UH changes Pacific islander aid
Most tuition waivers are to be replaced with scholarship funds
Pacific island students will have to pay more for their tuition at University of Hawaii campuses starting next year but will have more scholarship money available to them under a plan approved yesterday by the Board of Regents.
The plan eliminates most tuition waivers and replaces them with grants and scholarships.
Pacific island students, who now receive waivers to pay resident rather than nonresident tuition, will have to pay 1.5 times resident tuition, a 50 percent increase.
To offset the higher tuition, they will be eligible for a new Pacific Island Scholarship.
The higher tuition and scholarship takes effect in fall 2007. Pacific island students already enrolled will be able to continue paying the resident rate.
Thirty people testified against the proposal, most of them because of the 50 percent tuition increase for Pacific island students. American Samoa Gov. Togiola Tulafono expressed some concerns since UH graduates 10 American Samoans a year.

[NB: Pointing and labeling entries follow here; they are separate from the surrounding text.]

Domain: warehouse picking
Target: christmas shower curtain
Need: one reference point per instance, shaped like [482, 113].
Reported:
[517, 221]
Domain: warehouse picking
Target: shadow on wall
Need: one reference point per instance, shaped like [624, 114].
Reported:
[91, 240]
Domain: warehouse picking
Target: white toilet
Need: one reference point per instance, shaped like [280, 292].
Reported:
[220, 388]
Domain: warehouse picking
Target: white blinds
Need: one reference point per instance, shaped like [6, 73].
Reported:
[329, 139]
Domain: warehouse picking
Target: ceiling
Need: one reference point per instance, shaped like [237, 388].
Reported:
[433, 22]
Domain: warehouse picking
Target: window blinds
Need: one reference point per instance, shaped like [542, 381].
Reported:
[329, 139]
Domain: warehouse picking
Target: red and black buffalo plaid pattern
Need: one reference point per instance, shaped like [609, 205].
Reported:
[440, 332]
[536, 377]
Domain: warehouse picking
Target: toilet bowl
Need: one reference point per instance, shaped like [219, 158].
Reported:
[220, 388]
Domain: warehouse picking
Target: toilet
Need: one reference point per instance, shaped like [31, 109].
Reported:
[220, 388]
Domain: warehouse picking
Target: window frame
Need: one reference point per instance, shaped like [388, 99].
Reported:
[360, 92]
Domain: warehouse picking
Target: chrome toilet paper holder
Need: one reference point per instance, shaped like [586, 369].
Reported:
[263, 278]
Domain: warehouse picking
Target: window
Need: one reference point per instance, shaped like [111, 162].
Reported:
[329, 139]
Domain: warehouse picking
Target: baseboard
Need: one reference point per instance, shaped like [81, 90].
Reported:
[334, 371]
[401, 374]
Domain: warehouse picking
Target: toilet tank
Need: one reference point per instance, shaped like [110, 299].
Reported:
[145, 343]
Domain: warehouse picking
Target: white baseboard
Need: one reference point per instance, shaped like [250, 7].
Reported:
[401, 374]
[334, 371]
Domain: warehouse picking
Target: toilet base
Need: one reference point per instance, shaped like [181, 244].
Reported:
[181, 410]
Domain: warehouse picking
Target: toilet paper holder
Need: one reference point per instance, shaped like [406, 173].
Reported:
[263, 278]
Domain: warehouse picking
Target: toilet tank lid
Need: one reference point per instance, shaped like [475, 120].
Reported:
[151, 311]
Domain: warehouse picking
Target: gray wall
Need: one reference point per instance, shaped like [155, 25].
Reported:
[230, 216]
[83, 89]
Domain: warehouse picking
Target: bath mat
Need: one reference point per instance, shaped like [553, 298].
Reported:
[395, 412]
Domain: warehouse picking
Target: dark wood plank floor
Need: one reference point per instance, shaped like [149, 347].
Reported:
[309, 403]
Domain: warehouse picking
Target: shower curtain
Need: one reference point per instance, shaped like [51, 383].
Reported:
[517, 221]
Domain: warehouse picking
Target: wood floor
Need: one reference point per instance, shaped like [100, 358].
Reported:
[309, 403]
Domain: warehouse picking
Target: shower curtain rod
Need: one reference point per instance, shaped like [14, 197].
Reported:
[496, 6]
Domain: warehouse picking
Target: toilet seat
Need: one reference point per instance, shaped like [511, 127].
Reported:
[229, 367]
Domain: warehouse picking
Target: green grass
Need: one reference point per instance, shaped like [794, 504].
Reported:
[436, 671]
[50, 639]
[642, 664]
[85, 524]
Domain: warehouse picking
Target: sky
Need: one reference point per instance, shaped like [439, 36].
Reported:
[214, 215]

The plan passed with seven votes from the 12-member board. Half of the members had voted earlier on a failed attempt to eliminate the tuition increase for Pacific islanders from the plan.
"If we're going to provide the 50 percent, why add it in the first place?" said Regent Marlene Hapai.
Linda Johnsrud, UH vice president of academic planning and policy, explained that the money comes from different sources. Tuition waivers are funded by taxpayers. Money for the scholarship will come from tuition revenues.
Other regents expressed concern that many students will be discouraged from attending UH by having to apply for the scholarship just to be able to pay the same amount of tuition they were paying before. There is also no guarantee that the scholarship amount will be large enough to offset the 50 percent tuition increase.
"In the proposal it doesn't give a specific number," said Ngirdemei Uludong, a UH-Manoa graduate student from Palau.
The plan leaves it up to each campus to set the criteria for the scholarship and the dollar value.
Pacific islanders were singled out because Hawaii Administrative Rules grant them and Asian students from jurisdictions that do not have institutions of higher education waivers of the nonresident tuition differential. School officials wanted to eliminate the waiver for students they feel can afford to pay the higher tuition, particularly the ones from Asian countries.
The university is in current violation of the rules because many Pacific island jurisdictions have community colleges that offer two-year degrees.